So you’re moving to Auburn, Alabama. Repeat after me: War Eagle! If you have no idea what I’m talking about, you should probably just move to another town without an NCAA Division I football team. Huntsville seems nice. But if you’re a Tiger in the making, strap on your burnt orange and navy blue and let’s get started on your apartment hunt!
It’s no secret that Auburn owes its very existence to its large university. Most of the pre-Civil War population of Auburn relocated to attend the East Alabama Male College in Auburn. The city then emptied during the war, and didn’t make a full recovery in population until the college was turned over to the state, and through land grants reopened, as Auburn University, increasing the city’s population enough to make it a functioning town once again. In 1892, Auburn University became the first four-year college in Alabama to admit female students.
Don’t get confused though. Despite its large population of transient young people, Auburn is a conservative, down-South Alabama town. Yes, young people make it slightly livelier than other cities of its size, but there’s plenty in the way of families with conservative values living just outside of campus boundaries.
What are you going to do in Auburn for entertainment? Well, I’m glad you asked. First, you will attend Auburn Tigers football games and scream that ubiquitous battle cry of “war eagle” over and over again until you hear it in your nightmares. If you’re moving to Auburn for school and you like the college life, there’s no shortage of sports bars and frat parties in and around campus.
If you’re a little more family-oriented and you’re looking for something to do in between big games, there are plenty of outdoor activities in the surrounding area, including hunting and fishing, as well as a number of city parks and Tuskegee National Forest.
If you’re a little bit, ahem, liberal, and soon to be a crime statistic (to be fair, not just liberals, but also Bama fans too), you’ll find a small smattering of activities for you in town. The Jule Collins Smith Museum of Fine Arts has a surprisingly adequate collection of 20th century artworks, including Lawrence (Jacob) and O’Keefe. No surprise that as a college town, Auburn is super bike-friendly, with tons of trails and events for cyclists throughout the warmer months.
Oh, and about that weather. Auburn has a distinctly Southern climate. Pleasant, mild winters are paid for with hot, humid summers. So secure an apartment with good air conditioning.
Auburn University’s campus sprawls along the southwestern region of town, and this large expanse dominates much of the city’s rental market. Like any large college campus, if you plan on living in this area, prepare for loud all-hours noise and some instances of petty crime. Two bedrooms go for $600-800.
If you’re looking for a quieter lifestyle, your biggest problem in Auburn will be avoiding student housing. Most Auburn neighborhoods have good safety records and desirable housing, with the exception of certain areas of student ghettos.

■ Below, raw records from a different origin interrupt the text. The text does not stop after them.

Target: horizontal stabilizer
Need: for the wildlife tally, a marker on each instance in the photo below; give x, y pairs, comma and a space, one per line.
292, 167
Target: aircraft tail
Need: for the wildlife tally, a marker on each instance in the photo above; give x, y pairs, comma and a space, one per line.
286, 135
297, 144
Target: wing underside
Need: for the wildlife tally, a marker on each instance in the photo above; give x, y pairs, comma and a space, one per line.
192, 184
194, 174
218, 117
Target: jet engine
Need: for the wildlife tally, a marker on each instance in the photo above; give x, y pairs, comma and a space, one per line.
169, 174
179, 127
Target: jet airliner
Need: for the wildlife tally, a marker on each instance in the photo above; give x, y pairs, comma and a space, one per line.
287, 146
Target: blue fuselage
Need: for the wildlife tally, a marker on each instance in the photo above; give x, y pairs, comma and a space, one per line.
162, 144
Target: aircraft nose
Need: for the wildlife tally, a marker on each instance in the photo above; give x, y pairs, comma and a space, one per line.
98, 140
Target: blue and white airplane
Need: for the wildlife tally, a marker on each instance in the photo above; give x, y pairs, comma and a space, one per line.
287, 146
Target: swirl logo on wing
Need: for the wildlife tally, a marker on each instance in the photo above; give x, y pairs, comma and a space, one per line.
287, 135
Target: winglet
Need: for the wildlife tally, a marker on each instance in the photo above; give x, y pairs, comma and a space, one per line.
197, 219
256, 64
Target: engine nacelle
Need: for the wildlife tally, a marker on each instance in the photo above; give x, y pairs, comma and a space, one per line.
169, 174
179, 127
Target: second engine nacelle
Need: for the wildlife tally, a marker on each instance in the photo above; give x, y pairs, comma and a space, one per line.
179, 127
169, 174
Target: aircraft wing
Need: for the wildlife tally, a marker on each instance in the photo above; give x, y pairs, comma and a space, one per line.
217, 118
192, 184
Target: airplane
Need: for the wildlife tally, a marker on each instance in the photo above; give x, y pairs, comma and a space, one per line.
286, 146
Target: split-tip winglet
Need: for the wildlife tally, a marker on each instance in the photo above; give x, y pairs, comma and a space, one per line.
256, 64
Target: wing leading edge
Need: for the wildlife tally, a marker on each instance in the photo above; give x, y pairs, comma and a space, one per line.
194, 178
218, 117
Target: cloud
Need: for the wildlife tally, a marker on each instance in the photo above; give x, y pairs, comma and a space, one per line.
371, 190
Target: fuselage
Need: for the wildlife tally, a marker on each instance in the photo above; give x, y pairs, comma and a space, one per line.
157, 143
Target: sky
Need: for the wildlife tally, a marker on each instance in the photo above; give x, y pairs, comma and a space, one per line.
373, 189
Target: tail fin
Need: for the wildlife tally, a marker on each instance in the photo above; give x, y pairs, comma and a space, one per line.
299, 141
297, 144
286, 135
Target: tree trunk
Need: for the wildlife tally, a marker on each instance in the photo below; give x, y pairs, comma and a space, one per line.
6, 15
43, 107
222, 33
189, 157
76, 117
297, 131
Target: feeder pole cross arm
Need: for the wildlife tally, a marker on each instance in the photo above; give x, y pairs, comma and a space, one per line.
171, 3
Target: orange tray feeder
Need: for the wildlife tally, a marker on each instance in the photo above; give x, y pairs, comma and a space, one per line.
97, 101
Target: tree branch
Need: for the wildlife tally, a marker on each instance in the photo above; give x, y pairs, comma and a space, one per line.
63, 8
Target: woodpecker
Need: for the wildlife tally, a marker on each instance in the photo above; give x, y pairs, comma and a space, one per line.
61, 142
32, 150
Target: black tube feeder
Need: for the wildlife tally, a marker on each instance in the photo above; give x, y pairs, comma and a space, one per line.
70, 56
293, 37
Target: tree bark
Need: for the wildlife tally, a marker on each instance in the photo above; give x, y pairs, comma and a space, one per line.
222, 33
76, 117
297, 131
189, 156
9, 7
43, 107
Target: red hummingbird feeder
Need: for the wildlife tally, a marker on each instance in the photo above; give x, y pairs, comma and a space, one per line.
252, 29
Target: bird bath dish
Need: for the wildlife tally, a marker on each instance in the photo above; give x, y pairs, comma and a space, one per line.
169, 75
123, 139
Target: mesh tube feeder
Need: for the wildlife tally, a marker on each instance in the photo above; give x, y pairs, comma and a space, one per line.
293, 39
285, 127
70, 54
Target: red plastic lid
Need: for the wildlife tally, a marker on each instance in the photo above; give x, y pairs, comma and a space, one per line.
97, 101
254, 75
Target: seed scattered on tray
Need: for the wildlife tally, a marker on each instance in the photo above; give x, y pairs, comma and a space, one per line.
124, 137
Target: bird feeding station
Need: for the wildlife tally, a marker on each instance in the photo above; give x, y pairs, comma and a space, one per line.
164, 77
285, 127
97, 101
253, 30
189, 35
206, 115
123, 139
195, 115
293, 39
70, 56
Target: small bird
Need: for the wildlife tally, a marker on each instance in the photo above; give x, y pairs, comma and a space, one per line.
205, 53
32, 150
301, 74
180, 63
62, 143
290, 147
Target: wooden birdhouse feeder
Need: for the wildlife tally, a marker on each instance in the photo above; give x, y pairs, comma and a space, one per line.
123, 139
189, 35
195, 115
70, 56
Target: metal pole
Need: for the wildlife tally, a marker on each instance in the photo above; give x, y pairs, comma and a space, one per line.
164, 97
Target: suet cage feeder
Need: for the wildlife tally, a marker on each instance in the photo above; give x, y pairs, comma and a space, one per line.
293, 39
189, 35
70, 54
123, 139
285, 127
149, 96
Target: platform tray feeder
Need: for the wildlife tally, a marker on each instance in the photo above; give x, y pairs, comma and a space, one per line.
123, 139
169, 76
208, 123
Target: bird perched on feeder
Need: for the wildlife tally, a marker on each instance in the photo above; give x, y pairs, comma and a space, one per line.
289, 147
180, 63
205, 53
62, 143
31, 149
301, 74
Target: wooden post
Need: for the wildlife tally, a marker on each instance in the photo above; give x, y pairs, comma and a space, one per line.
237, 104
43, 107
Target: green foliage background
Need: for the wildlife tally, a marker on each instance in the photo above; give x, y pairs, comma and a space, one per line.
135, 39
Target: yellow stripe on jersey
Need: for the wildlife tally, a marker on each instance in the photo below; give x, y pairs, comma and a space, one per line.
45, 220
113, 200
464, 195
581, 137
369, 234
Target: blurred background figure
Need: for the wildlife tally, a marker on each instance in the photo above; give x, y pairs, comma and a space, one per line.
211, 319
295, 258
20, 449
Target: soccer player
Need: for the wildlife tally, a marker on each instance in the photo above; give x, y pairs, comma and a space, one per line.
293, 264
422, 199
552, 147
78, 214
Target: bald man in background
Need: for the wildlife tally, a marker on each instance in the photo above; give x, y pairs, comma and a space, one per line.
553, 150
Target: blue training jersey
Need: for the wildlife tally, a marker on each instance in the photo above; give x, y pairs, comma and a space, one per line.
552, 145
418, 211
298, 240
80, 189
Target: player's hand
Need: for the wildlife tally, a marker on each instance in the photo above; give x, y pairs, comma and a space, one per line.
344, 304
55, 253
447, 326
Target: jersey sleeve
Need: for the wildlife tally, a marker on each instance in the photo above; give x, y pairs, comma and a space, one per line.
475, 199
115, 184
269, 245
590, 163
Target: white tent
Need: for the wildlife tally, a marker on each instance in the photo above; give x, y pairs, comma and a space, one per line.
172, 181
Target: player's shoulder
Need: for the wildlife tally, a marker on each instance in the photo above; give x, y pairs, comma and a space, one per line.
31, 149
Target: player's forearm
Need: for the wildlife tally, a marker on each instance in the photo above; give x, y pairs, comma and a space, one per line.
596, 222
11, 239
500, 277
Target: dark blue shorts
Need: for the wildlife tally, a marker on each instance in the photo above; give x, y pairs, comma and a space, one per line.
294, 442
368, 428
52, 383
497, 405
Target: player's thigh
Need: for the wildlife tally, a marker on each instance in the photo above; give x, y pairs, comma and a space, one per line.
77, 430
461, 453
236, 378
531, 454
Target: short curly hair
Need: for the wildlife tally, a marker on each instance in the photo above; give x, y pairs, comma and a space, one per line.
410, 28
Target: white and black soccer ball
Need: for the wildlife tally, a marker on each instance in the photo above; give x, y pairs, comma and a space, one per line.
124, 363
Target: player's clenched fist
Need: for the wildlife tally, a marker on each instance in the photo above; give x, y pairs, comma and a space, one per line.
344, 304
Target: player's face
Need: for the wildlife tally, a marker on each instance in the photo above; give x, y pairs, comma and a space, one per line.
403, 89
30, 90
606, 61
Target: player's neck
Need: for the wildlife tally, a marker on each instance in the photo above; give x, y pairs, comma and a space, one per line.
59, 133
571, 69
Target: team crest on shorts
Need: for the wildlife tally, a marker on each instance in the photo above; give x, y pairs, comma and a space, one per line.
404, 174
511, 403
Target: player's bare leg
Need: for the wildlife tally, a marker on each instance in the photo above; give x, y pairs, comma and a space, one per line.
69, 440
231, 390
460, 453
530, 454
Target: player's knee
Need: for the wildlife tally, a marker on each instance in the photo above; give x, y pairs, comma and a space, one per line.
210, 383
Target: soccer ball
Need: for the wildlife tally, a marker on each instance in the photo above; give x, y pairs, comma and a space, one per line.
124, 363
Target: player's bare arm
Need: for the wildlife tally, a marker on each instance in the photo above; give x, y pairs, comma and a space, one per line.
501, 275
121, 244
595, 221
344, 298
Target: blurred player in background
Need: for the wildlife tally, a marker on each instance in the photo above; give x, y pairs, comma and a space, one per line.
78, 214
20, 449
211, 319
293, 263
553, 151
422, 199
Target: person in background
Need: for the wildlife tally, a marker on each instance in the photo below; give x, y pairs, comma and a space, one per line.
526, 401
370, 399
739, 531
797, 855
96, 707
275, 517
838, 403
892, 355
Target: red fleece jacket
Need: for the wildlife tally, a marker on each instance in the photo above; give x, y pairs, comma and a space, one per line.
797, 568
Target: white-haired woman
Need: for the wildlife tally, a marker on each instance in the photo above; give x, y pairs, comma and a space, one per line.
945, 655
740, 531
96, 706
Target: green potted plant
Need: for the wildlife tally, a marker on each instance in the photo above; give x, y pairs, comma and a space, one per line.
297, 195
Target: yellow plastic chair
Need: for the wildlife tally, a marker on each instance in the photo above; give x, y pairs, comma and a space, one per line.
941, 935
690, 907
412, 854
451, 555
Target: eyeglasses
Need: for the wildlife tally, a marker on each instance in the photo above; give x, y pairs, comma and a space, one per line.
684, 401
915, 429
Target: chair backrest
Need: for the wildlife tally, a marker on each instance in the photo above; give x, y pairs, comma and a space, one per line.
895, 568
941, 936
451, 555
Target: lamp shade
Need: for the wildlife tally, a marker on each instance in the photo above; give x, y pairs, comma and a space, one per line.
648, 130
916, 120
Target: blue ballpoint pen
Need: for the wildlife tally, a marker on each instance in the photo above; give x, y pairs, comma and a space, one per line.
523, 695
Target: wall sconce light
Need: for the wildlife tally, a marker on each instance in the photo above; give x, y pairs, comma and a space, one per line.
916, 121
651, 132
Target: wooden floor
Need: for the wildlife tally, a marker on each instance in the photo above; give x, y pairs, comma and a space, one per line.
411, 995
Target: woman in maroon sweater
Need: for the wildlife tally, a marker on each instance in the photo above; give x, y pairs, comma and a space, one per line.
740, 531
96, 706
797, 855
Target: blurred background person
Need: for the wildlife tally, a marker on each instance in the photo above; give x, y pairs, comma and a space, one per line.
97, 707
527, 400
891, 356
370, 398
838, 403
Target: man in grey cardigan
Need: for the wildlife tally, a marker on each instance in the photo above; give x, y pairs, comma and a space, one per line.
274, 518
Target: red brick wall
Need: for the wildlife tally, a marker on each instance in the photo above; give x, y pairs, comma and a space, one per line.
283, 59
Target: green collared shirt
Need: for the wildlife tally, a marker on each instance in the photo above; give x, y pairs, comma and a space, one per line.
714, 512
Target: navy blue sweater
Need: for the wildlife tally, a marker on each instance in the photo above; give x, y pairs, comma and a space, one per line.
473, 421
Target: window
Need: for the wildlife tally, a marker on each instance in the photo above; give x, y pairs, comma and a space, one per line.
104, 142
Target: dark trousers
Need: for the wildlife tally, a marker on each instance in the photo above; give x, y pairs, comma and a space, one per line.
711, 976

Just a few miles west of campus there are a lot of new developments that cater to a more professional crowd. A lot of teachers and graduate students tend to settle in this area due to its proximity to campus, but its distance from riotous college culture. In general, the far west side of Auburn outside of campus tends to have quieter, well-maintained rental complexes, with the exception of the area surrounding the nearby Wal-Mart – which has its own riotous conglomeration of Wal-Mart shoppers. Two bedrooms in this area generally go for $700-850.
You’ll find some of the best family-friendly housing in the north and northeast portions of town, particularly in the area between the Auburn-Opelika borders. Opelika is a quiet, family-friendly town and much of the housing in the far northwestern reaches of Auburn has a similar vibe. Additionally, Shelton Park is an area with lots of new development and rental housing. Two bedroom houses and apartments in this area generally go for $750-900.
A large college campus means flexible lease options and move-in bonuses through many area rental agencies, even in more settled, family-oriented areas. There’s a rush on many campus-area apartments in late August, so start your apartment search in the spring or summer if possible.
Additionally, overdevelopment in a lot of suburban neighborhoods has left many unsold homes available for rent. Most of these rentals are brokered through real estate agents, so if you’re looking for a single-family home you’ll need to enlist professional help.
Getting around Auburn is fairly easy, as commuters will be heading in every conceivable direction—like west into Montgomery and east into Opelika and Columbus—during rush hour. The highway systems are adequately designed to handle this schizophrenic traffic flow, so you’ll never experience much more than a slight delay in your commute.
Even though it’s a college town, Auburn doesn’t have the friendliest public transportation system. Tiger Transit provides free bus service to students and faculty around campus and to related parts of the city. However, there is no fixed route bus service for non-Tiger residents. Lee-Russel Public Transit has dial-a-ride service for a small fee weekday hours.